2 Materials and methods

A Jupyter notebook containing the code for and findings from this study can be found here: www.github.com/anzarabbas/manuscripts.

2.1 Data and participants

Speech data was collected as part of a 5-week Phase 2 schizophrenia clinical trial that screened 250 participants and enrolled 182 participants, sponsored by Karuna Therapeutics, with ClinicalTrials.gov Identifier: NCT03697252 (22). As part of the study, the PANSS was administered at each of the 5 study visits to assess symptom severity (screening, baseline, days 14, 28, and 35). PANSS interviews were audio recorded as part of standard practice and informed consent was obtained to do so. Audio was recorded using a tablet through an electronic clinical outcome assessment (eCOA) platform developed by Signant Health (www.signanthealth.com).

2.2 Audio processing

To ensure participant privacy, audio recordings were transcribed and processed locally on Signant Health’s servers using a pipeline developed by Brooklyn Health (www.brooklyn.health) for calculation of participant speech characteristics. The HIPAA-compliant processing pipeline uses OpenWillis, an open source Python library for digital health measurement (www.github.com/bklynhlth/openwillis) (34). Once the audio files were processed locally, only the output variables reported here were transferred to Brooklyn Health for further analysis. The steps used by the pipeline are described below.

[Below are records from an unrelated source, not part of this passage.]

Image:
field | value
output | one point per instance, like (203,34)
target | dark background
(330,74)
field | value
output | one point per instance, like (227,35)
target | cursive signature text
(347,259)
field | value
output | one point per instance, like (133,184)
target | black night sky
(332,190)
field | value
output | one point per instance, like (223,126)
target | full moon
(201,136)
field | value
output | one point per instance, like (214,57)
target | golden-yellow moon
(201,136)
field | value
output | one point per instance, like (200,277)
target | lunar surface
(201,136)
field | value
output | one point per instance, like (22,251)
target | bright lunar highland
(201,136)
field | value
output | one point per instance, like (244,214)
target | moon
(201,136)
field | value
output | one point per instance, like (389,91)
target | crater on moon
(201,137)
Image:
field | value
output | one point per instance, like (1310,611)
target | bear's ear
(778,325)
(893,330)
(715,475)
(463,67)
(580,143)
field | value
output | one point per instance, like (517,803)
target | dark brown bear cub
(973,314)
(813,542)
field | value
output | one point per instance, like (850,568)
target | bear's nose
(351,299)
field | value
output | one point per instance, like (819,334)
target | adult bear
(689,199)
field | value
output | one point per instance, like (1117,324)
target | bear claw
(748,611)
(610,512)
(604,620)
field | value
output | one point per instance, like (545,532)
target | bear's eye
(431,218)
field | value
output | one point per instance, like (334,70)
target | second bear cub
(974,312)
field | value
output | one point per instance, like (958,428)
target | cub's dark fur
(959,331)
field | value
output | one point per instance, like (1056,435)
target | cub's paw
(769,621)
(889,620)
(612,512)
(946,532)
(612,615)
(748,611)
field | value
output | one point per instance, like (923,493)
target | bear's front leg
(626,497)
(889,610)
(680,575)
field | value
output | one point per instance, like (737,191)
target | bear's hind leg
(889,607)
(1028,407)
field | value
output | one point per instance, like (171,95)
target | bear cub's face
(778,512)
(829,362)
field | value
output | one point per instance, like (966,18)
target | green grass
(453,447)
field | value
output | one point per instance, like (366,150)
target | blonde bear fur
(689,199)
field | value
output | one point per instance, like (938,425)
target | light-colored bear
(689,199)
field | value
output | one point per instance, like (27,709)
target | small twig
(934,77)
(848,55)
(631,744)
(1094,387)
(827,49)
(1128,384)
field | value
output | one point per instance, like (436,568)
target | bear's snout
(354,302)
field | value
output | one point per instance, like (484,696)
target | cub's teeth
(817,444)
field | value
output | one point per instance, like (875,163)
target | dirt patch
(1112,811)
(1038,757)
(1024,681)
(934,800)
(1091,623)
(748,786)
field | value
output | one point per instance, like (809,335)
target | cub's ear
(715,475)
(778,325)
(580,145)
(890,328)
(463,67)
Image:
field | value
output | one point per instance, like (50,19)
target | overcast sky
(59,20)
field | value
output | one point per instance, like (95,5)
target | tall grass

2.2.1 Speech transcription and diarization

First, the speech transcription cloud v1.1 function in OpenWillis was used to convert speech into text. This step in the processing did not use open source methods as the function relies on Amazon Web Services’ (AWS) Amazon Transcribe (aws.amazon.com/pm/transcribe/) to generate transcripts. However, open source alternatives are available in OpenWillis and otherwise if researchers wish to replicate these methods without using AWS. The transcripts are diarized, which means they contain unique identifiers for each speaker in the audio file. Given the audio was of a PANSS interview between a clinician and a study participant, two unique speakers were expected. The transcripts also contain word-level timing information, necessary for calculation of the speech characteristics described below.

2.2.2 Speaker identification

Next, the speakers were identified as either the clinician or the participant using the same OpenWillis function. PANSS interviews were administered in accordance with the Structured Clinical Interview – Positive and Negative Syndrome Scale (SCI-PANSS) (36) and the expected clinician prompts were known. Using this knowledge, the function compared each individual’s speech with the expected prompts and labeled the clinician based on similarity to the expected SCI-PANSS prompts. This comparison is done using a pre-trained sentence transformer model, which maps sentences into an embedding space based on their underlying meaning and compares them using cosine similarity (37). The closer the embeddings, the more similar the speech is in meaning.

2.2.3 Calculation of speech characteristics

Finally, the speech characteristics v3.0 function in OpenWillis was used to derive speech characteristics from the participant’s transcript. Four categories of speech characteristics were calculated: amount of speech, rate of speech, pause characteristics, and emotional sentiment. Each of the speech characteristics are listed and described in Table 1. A more detailed description of the methods used to calculate them can be found in the documentation for the speech characteristics v3.0 function in OpenWillis. As mentioned previously, these characteristics were selected because of the existing evidence in the literature on their relationship with schizophrenia symptom severity (10, 30, 31). All features not directly related to speech length are adjusted for interview length given the potential confound of the interview context.

Table 1
www.frontiersin.org

Table 1. Characteristics measured from participant speech during PANSS interviews.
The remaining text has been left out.